La culture du compromis
Ce qui n’empêche pas d’observer que la difficulté à trouver des majorités politiques se répète de plus en plus dans les démocraties, de manière générale. Pourquoi? «Parce qu’il y a de trop grands clivages au sein de nos sociétés, en Allemagne, en France, un peu moins en Belgique. Alors qu’au Luxembourg, ça s’est atténué, parce que les clivages qui existent sur les questions sociétales, économiques, sociales, environnementales sont amorties par le fait que la moitié de la population ne vote pas.»
Autre phénomène : le Grand-Duché n’a eu aucune majorité parlementaire d’un seul parti depuis la Seconde Guerre mondiale. Un parti d’opposition peut se retrouver partenaire d’une majorité d’une élection à l’autre. «Forcément, les partis politiques, même s’ils sont entre majorité et opposition, doivent ménager l’avenir et avoir une pratique plus importante de recherche de compromis sur certains dossiers jugés les plus importants pour le pays, et ça, c’est la rationalité du Luxembourg qui peut justifier ou faire croire que le Luxembourg est plus stable.»

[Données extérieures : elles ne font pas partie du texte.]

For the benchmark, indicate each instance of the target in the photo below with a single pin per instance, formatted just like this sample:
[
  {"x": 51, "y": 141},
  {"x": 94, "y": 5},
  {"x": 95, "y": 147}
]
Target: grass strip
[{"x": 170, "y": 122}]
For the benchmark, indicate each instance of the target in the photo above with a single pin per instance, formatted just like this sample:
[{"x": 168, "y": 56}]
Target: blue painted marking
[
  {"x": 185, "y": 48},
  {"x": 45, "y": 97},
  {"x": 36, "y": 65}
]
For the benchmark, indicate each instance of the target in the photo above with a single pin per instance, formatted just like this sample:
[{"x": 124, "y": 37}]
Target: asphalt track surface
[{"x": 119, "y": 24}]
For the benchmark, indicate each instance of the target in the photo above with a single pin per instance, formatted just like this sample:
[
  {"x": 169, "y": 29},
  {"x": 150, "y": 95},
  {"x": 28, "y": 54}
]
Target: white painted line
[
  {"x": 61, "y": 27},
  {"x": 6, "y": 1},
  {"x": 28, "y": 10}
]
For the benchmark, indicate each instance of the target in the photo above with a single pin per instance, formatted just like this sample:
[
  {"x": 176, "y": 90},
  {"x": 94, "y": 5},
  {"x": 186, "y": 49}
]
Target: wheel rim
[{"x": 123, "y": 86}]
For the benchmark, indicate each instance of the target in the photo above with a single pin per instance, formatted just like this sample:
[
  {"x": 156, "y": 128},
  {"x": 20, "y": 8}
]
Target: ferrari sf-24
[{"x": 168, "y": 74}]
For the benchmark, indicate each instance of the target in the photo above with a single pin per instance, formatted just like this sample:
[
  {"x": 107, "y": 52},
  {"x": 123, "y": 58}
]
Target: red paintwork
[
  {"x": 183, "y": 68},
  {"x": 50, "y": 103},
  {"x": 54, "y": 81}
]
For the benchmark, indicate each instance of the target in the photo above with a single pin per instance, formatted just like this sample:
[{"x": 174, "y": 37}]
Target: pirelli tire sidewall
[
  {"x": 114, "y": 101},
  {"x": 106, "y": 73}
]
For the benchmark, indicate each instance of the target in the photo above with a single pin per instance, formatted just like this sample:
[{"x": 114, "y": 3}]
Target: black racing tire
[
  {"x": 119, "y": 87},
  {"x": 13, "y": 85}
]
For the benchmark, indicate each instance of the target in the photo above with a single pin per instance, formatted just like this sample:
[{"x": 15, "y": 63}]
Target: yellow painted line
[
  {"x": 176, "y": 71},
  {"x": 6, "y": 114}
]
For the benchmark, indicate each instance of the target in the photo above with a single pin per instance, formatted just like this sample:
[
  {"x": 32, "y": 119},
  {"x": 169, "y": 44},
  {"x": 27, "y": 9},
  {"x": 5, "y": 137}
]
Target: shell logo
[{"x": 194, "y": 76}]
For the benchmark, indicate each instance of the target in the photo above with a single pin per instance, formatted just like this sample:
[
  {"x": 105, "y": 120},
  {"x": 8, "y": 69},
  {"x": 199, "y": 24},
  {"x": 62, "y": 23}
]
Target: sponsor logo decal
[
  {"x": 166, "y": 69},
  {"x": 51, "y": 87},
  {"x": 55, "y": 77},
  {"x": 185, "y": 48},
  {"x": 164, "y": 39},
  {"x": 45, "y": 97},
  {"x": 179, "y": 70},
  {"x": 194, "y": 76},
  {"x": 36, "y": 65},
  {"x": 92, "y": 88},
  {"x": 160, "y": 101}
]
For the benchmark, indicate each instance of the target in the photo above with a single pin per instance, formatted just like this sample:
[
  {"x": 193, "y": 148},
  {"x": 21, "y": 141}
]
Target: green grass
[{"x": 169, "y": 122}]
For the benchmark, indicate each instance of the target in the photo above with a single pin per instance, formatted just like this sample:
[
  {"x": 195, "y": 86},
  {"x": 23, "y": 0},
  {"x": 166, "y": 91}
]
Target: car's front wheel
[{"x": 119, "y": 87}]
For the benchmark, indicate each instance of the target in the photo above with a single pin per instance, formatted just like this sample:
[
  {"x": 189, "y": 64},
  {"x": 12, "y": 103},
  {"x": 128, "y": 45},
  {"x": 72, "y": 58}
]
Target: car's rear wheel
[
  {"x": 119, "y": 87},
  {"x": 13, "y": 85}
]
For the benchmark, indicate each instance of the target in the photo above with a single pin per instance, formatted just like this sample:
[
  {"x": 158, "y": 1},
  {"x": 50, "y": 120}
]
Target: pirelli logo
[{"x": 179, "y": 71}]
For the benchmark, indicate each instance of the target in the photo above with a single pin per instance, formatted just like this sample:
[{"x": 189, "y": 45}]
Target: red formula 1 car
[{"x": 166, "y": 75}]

Et si les non-Luxembourgeois allaient aux urnes? «On a vu dans nos études Polindex que les Luxembourgeois et les étrangers se ressemblent en termes de choix de politique, de valeurs politiques, etc. Il y aurait certainement des discussions politiques plus nombreuses, plus ouvertes sur certains sujets qui ne sont pas abordés ou délaissés», estime Philippe Poirier.
Il est évident que la dynamique économique au Luxembourg participe à la stabilité qui caractérise le pays. Pourtant, le Luxembourg connaît une crise du logement extrême. «Malheureusement, les Français et les Allemands ne peuvent pas voter avec leurs pieds. Quand on vit à Paris ou à Berlin, on a moins de possibilités d’aller trouver un emploi ou un logement ailleurs, tandis qu’à Luxembourg, une frontière est vite franchie pour aller se loger moins cher dans les pays voisins», poursuit Philippe Poirier. Les Luxembourgeois qui vivent à l’étranger ne feraient plus partie du système politique. «Ceux qui habitent à Thionville ou ceux qui habitent à Trèves ou à Arlon ont trouvé un logement, mais ils sont moins considérés ou ils sont moins actifs dans le système politique», ajoute-t-il.
Bien entendu, le Luxembourg est plus stable à première vue. Il est stable même dans son fonctionnement. Mais il ne faut pas voir l’Allemagne ou la France instables systématiquement. «Ce qui rend les tensions politiques plus fortes en Allemagne et en France, c’est la situation économique qui s’est très fortement dégradée dans ces pays. Mais à partir du moment où des gouvernements vont réussir à se recomposer avec des majorités parlementaires, alors on ne parlera plus d’instabilité politique», conclut-il.